Le dommage pour le parti des médias dont France Culture prend la défense en tentant de démontrer qu'il n'existe pas et qu'il n'est que vue de l'esprit, c'est que si l'on accueille Couturier pour lui donner la parole et éventuellement tâcher de discuter sa thèse, dans les faits on ne cesse de lui donner raison en se conduisant exactement comme Couturier le décrit : par la leçon de morale, par le prêchi-prêcha, et par le biais du jugement appliqué à l'information.
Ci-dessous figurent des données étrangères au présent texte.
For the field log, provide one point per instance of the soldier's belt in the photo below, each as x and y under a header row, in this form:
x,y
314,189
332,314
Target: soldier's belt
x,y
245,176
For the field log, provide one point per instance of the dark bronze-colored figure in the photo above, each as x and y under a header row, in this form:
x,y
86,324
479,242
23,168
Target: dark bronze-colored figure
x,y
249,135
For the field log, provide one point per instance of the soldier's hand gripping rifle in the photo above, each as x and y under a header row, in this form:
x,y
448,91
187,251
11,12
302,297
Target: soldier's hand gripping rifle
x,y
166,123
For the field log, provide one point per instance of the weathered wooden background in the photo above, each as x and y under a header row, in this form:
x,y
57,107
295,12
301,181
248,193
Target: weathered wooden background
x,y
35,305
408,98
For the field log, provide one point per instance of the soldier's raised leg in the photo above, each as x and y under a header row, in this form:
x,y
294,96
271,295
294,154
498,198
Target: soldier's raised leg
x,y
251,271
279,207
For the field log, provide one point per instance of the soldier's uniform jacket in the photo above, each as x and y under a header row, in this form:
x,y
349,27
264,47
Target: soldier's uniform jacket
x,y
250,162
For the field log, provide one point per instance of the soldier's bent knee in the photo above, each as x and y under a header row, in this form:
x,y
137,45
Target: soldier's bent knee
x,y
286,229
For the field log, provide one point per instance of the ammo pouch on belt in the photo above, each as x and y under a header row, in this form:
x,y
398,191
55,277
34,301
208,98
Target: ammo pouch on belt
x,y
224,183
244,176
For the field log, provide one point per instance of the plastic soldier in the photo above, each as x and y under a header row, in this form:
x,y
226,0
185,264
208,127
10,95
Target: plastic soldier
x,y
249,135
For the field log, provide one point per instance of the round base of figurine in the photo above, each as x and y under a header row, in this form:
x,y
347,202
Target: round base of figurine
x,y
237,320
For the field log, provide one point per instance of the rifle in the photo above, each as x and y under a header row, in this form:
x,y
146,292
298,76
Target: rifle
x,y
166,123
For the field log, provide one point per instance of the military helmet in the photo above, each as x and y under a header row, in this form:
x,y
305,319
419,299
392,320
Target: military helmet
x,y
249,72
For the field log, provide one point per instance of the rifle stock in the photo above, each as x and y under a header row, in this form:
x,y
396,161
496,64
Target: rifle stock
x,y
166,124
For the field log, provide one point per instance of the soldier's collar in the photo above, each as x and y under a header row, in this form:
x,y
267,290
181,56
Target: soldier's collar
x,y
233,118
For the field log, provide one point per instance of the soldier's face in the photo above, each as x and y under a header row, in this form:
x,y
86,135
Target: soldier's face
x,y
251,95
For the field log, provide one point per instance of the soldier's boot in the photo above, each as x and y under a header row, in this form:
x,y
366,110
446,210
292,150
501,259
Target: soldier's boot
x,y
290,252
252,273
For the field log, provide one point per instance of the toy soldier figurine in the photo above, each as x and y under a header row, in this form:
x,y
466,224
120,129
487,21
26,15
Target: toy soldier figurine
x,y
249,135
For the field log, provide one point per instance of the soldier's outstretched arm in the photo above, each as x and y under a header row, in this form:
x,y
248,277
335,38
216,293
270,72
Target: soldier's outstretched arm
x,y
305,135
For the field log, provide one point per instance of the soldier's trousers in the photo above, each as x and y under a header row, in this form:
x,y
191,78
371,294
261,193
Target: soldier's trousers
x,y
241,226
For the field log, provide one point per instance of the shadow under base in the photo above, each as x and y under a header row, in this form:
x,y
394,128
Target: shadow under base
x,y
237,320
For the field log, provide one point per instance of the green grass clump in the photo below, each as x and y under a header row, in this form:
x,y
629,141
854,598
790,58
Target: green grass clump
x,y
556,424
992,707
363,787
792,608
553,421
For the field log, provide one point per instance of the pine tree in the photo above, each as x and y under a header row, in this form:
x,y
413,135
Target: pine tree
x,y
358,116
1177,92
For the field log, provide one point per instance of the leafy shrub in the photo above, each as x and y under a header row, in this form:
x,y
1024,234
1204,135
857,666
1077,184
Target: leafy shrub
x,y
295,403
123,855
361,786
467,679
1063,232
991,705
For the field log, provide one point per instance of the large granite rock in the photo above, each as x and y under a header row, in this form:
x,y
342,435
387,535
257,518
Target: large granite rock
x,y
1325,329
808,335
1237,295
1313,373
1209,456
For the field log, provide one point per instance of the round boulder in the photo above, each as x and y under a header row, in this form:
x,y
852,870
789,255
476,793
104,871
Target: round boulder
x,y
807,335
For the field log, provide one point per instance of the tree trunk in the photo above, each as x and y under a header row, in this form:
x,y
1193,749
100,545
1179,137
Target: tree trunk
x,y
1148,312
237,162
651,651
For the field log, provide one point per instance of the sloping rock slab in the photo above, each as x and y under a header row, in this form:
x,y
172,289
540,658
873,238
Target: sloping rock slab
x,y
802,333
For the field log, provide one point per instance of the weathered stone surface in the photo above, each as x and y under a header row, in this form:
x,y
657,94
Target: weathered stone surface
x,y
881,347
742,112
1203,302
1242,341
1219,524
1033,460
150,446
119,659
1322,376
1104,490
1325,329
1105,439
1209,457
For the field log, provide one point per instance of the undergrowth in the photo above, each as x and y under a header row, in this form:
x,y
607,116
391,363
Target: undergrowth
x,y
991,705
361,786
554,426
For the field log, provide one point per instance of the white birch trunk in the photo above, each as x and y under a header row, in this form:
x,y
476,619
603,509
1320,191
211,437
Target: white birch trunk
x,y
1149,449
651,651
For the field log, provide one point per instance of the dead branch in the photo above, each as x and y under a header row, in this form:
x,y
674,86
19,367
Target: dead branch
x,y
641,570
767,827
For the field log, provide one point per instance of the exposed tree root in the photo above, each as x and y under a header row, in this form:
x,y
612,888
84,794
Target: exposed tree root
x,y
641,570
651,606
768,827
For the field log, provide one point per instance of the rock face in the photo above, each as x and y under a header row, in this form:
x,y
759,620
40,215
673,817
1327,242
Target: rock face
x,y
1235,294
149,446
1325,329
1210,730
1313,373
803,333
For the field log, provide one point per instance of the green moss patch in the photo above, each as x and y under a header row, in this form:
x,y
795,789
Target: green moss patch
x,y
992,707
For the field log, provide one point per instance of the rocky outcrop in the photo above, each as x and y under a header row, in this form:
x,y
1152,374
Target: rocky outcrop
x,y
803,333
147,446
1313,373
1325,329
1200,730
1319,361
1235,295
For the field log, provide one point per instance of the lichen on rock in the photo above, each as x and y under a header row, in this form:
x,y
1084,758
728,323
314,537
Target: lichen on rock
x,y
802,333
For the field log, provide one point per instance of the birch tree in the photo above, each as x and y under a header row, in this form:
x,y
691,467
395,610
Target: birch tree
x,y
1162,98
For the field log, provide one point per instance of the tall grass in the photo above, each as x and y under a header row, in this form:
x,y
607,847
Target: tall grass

Soucieux de prendre la défense de la classe journalistique, Guillaume Erner se cramponne au principe du fact-checking, comme si le fact-checking était l'alpha et l'oméga de la rigueur journalistique. Hélas c'est loin d'être le cas : on peut biaiser une information factuellement juste, en la présentant de façon orientée ; et l'on peut aussi biaiser la couleur générale de l'information par un choix judicieux des faits que l'on reportera : ils seront tous authentiques, mais d'autres faits qui entrent en contradiction seront laissés dans l'ombre quoique tout aussi authentiques. On peut saturer le public avec des informations bien choisies et délaisser celles qui pourraient le pousser à se mal conduire (comprendre : voter à rebours du souhait dont est porteur le parti des médias). Certes l'expression de 'parti des médias' est contestable, en ce qu'elle semble induire une organisation concertée ce qui est peu crédible. Mais elle correspond à une réalité qui n'a pas encore été assez analysée.
Depuis une dizaine de jours, les médias français (et ils ne sont pas les seuls) sont en pleine tempête : pour une écrasante majorité de journalistes, il était évident que le meilleur choix pour les USA était Hillary Clinton, et il était presque aussi évident que le peuple Américain voterait en ce sens. La réalité a démenti ce souhait qui, déguisé en pronostic, masquait à peine une prise de position. Mais la faute professionnelle qui a empêché ces braves gens de prévoir correctement la suite des événements, et avant tout d'informer de façon conforme à l'idéal du métier, cette faute persiste alors même que l'échec a été constaté : Guillaume Erner persiste à employer le terme de 'catastrophe' pour parler de la présidence Trump à venir. Or nous n'en sommes pas là. Le mandat ni l'action politique de Donald Trump ne sont pas encore entamés mais ça n'empêche pas Erner (et à toute heure la rédaction de France Culture) de les juger 'catastrophiques'. A tout le moins on comprendrait qu'un journaliste dise son inquiétude, ou rende compte de l'inquiétude du peuple (ou de celle des élites, d'ailleurs). Mais de catastrophe, point. Le sommet en ce genre a été atteint par Nicole Gnesotto qui, vers 11h30 ce dimanche dans l'Esprit Public, déplore la situation où se trouve maintenant l'Europe, aux mains de deux dictatures : la première des deux étant les Etats-Unis d'Amérique, la seconde étant la Turquie qui "dirige l'OTAN". L'Amérique = une dictature ; et l'OTAN dirigé par la Turquie. Voila comment s'exprime le parti des médias. Non que Donald Trump ou Erdogan soient des personnages spécialement sympathiques, mais enfin par quel fact-checking de tels propos peuvent-ils se prétendre étayés ? Réponse : par aucun, mais uniquement par la prise de position de Madame Gnesotto. Quand les journalistes ne jouent pas à faire du spectacle sur un non-événement, ils ne peuvent pas s'empêcher de tenter l'allumage des bombes émotionnelles par lesquelles ils s'assurent l'entrée dans les représentations. Le parti des médias existe bien, sinon comme un parti du moins comme un mouvement social peu formalisé et pourtant bien réel, et France Culture en est une de ses émanations les plus manifestes.